Strata Thickness- In the late 1800s, a British geologist estimated that 75 million years has lapsed since the beginning of the Cambrian.
This estimate was based upon the maximum known thickness of strata (from Cambrian to present) divided by the average rate of sedimentation in modern environments. Joly used the salinity of ocean water to determine the age of the earth.
Presumably if all the world’s outcrops were integrated, sediments representing all of geologic time would be available for examination.
This optimistic hope, however, must be tempered by the realization that much of the record—older than 541 million years—is missing.
New discoveries have filled in the gaps, and shown us in unimaginable detail the shape of the great ‘tree of life’.

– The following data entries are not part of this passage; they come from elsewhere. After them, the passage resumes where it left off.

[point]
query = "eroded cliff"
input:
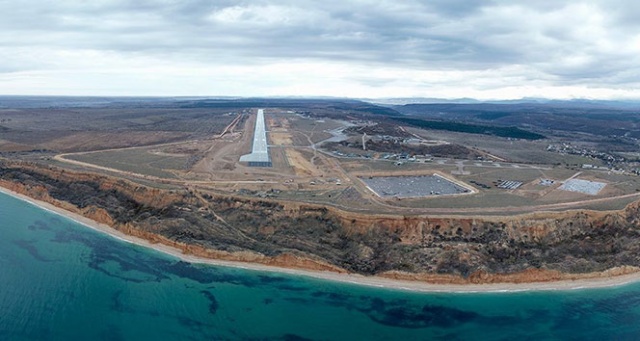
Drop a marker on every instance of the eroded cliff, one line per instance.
(536, 247)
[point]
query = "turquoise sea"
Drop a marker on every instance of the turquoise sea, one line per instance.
(62, 281)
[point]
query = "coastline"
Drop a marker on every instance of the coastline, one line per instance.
(371, 281)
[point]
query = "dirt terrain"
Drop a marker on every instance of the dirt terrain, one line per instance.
(534, 247)
(173, 175)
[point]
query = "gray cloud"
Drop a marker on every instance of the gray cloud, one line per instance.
(595, 43)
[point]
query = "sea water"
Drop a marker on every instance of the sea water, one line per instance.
(62, 280)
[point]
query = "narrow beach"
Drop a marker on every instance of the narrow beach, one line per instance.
(344, 278)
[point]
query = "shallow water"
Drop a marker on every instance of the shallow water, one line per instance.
(61, 280)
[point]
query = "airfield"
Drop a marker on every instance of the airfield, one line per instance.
(305, 166)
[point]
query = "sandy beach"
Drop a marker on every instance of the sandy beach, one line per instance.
(331, 276)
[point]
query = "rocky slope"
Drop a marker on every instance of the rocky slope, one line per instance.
(525, 248)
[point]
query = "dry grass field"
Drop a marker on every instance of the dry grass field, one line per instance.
(185, 147)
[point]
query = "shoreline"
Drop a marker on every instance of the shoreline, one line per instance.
(370, 281)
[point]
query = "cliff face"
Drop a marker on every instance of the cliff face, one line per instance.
(538, 247)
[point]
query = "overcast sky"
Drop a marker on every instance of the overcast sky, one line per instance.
(401, 48)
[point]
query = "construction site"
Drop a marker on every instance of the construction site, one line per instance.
(285, 155)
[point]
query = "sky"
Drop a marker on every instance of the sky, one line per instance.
(343, 48)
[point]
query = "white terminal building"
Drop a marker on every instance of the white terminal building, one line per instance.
(259, 156)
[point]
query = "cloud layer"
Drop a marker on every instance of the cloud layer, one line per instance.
(438, 48)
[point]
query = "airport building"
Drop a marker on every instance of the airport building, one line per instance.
(259, 156)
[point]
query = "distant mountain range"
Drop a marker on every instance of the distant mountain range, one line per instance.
(525, 100)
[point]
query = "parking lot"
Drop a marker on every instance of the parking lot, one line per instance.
(413, 186)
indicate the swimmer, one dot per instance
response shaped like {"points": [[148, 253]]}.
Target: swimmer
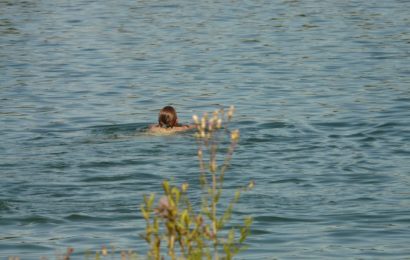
{"points": [[168, 122]]}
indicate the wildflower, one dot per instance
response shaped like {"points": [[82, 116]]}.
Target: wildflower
{"points": [[163, 207]]}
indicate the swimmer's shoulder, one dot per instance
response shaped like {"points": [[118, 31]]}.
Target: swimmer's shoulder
{"points": [[156, 129]]}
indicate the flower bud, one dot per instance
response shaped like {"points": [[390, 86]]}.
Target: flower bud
{"points": [[235, 135]]}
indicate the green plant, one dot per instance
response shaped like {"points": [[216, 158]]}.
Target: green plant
{"points": [[197, 234]]}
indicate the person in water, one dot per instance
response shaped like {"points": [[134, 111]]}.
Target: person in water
{"points": [[168, 122]]}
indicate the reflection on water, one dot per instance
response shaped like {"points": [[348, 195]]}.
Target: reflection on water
{"points": [[322, 98]]}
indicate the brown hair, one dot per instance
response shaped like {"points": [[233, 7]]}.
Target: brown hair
{"points": [[167, 117]]}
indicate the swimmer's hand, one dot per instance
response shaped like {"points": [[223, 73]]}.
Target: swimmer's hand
{"points": [[156, 129]]}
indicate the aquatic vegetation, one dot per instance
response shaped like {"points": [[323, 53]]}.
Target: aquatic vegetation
{"points": [[180, 229]]}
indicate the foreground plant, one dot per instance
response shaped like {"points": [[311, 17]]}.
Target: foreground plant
{"points": [[190, 233]]}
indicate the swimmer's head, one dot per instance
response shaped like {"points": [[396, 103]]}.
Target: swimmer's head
{"points": [[167, 117]]}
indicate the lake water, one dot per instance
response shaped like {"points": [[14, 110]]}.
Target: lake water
{"points": [[322, 96]]}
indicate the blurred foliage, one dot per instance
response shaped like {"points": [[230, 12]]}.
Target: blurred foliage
{"points": [[175, 226]]}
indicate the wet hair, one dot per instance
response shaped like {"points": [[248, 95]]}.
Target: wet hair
{"points": [[167, 117]]}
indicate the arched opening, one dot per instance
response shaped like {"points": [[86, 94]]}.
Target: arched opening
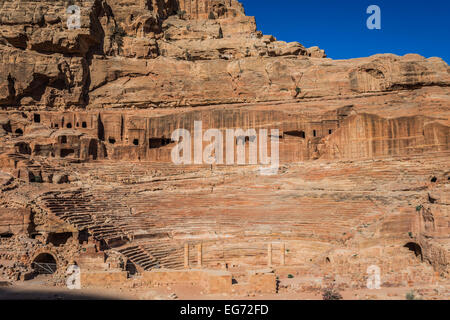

Darwin and his contemporaries could never have imagined the improvements in resolution of stratigraphy that have come since 1859, nor guessed what fossils were to be found in the southern continents, nor predicted the huge increase in the number of amateur and professional paleontologists worldwide.
Our understanding of the shape and pattern of the history of life depends on the accuracy of fossils and dating methods.
Chronometric dating has advanced since the 1970s, allowing far more accurate dating of specimens.
Furthermore, useful fossils are either rare or totally absent in rocks from Precambrian time, which constitutes more than 87 percent of Earth history.
Precambrian rocks must therefore be correlated by means of precise isotopic dating.
He holds a Bachelor of Science, postgraduate diplomas in journalism and website design and is studying for an MBA.
Geochronology is the science of dating and determining the time sequence of events in the history of the Earth.